Positive und negative Effekte auf unser Bindegewebe: Unsere Ernährung und ganz besonders Bewegung beeinflussen das Bindegewebe im Idealfall positiv. Überlastung und Unterforderung oder gar Immobilisation dagegen wirken sich negativ aus.

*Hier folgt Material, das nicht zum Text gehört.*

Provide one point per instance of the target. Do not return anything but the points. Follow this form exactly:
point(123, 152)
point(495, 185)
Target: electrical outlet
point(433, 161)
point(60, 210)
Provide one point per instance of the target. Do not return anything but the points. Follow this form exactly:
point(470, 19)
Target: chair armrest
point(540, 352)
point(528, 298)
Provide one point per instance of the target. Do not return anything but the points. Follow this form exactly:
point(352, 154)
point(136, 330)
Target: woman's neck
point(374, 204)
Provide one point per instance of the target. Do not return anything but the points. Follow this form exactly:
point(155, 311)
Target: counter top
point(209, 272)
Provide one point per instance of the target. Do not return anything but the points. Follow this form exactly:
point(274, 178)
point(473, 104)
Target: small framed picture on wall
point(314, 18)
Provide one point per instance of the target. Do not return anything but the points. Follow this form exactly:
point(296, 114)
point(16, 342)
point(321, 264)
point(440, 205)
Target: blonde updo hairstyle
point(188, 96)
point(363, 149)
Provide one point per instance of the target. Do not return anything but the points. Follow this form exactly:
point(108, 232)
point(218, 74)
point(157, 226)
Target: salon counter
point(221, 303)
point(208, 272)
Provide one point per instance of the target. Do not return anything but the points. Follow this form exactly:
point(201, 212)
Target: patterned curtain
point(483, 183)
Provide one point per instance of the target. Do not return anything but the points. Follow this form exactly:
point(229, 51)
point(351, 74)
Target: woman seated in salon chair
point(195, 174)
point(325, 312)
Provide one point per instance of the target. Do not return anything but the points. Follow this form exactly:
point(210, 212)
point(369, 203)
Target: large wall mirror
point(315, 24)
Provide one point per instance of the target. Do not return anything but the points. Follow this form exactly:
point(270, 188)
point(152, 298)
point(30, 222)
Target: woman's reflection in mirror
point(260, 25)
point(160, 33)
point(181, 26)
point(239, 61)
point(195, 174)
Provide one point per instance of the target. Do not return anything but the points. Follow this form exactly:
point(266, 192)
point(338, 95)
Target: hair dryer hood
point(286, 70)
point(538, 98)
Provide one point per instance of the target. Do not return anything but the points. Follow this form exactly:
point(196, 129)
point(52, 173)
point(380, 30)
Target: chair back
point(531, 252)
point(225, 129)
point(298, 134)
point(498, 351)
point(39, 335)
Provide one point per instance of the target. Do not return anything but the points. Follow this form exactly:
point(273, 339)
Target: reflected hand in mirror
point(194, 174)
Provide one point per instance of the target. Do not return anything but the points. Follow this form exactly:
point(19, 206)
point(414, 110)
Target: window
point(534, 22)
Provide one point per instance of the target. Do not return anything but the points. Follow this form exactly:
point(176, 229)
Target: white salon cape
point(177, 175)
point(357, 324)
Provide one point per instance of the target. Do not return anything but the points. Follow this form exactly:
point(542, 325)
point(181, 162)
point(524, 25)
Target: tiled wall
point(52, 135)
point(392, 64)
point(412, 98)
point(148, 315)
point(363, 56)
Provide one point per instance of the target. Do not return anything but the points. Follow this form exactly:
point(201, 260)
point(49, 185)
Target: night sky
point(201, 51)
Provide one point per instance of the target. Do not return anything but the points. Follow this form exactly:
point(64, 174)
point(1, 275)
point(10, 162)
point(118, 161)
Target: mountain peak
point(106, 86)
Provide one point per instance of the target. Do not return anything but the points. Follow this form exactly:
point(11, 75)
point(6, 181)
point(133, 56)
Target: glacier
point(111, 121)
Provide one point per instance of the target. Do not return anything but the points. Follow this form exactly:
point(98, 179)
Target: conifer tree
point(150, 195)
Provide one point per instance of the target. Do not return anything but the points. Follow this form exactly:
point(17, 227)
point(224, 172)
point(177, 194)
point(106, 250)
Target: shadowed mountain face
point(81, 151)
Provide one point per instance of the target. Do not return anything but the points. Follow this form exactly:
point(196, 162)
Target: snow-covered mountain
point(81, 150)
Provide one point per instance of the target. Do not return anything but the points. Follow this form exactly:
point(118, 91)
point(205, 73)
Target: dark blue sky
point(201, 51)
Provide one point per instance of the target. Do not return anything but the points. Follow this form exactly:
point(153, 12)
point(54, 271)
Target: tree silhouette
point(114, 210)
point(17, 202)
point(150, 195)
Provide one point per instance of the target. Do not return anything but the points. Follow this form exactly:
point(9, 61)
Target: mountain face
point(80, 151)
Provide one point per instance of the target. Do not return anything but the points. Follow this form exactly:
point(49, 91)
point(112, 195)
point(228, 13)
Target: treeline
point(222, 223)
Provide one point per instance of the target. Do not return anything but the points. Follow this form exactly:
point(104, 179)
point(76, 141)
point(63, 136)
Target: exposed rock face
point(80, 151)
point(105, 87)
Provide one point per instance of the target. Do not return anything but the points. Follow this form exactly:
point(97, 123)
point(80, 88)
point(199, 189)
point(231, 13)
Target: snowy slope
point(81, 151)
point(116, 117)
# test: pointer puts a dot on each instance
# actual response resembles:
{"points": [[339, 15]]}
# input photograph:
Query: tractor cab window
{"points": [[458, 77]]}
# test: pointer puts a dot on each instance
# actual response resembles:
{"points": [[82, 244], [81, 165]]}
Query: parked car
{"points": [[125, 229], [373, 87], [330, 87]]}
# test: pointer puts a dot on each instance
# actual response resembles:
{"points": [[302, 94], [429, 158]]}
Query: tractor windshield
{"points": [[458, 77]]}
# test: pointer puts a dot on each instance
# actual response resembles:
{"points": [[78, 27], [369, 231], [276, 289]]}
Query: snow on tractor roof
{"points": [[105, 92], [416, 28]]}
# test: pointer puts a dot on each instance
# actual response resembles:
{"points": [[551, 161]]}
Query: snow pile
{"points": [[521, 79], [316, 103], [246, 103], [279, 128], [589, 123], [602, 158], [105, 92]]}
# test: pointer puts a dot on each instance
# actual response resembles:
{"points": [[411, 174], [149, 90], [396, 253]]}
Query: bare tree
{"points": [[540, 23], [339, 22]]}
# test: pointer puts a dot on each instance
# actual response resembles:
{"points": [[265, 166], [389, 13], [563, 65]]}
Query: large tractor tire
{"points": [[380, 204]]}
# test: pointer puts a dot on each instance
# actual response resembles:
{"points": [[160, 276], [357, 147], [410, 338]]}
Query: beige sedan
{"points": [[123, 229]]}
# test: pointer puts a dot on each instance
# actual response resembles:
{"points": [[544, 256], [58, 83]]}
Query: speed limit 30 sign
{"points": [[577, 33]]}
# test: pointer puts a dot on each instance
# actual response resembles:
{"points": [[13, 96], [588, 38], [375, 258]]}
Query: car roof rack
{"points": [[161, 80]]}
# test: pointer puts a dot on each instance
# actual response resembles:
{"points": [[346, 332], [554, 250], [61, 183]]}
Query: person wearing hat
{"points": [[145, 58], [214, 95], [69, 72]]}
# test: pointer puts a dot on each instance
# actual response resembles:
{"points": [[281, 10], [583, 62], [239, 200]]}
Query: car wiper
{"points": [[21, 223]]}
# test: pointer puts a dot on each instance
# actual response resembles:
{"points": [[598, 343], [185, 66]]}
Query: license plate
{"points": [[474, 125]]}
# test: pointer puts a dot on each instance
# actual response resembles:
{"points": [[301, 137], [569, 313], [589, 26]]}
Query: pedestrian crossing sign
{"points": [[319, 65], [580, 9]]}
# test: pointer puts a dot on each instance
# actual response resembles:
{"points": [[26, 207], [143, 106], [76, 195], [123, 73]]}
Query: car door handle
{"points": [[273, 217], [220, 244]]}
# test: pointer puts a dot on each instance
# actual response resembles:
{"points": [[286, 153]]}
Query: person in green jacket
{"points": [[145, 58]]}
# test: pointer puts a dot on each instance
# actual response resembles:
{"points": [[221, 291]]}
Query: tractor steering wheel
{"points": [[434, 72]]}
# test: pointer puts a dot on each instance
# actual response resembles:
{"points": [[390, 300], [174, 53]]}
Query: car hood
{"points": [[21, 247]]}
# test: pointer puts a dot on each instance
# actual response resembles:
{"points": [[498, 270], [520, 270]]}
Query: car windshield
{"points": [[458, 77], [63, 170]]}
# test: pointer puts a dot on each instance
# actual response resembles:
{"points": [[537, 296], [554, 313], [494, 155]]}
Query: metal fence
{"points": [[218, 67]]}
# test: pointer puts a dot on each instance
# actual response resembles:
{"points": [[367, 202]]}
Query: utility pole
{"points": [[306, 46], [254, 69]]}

Sehr anschauliche Zeichnungen, Praxisbeispiele und Zusammenfassungen am Ende der Kapitel leiten Sie mühelos durch die komplexen und spannenden physiologischen Vorgänge
1 Grundlagen der Bindegewebsphysiologie
1.1 Einleitung
In der Physiotherapie spielt die Behandlung des Bewegungsapparates häufig eine zentrale Rolle. Strukturen, die untersucht und behandelt werden, bestehen zum größten Teil aus Bindegewebe. ▶ Abb. 1.1 zeigt eine Übersicht über die verschiedenen Bindegewebsarten unseres Körpers mit den physiotherapeutischen Behandlungsmöglichkeiten.
Abb. 1.1
Abb. 1.1 Übersicht über die Bindegewebsarten unseres Körpers mit den hauptsächlichen physiotherapeutischen Behandlungsmöglichkeiten.
Die Bindegewebsart, die traditionell im primären Fokus der physiotherapeutische Behandlung liegt, ist das straffe faserige Bindegewebe, bei dem man eine ungeformte und geformte Variante unterscheidet. Man sollte sich aber immer bewusst sein, dass es fast nie möglich ist, nur ein Gewebe zu behandeln bzw. zu beeinflussen. In den meisten Fällen werden immer gleichzeitig mehrere Gewebe mit (therapeutischen) Reizen konfrontiert.
▶ Abb. 1.2 verdeutlicht die Unterschiede zwischen ungeformtem ( ▶ Abb. 1.2, ▶ Abb. 1.2a) und geformtem straffen ( ▶ Abb. 1.2, ▶ Abb. 1.2b) Bindegewebe.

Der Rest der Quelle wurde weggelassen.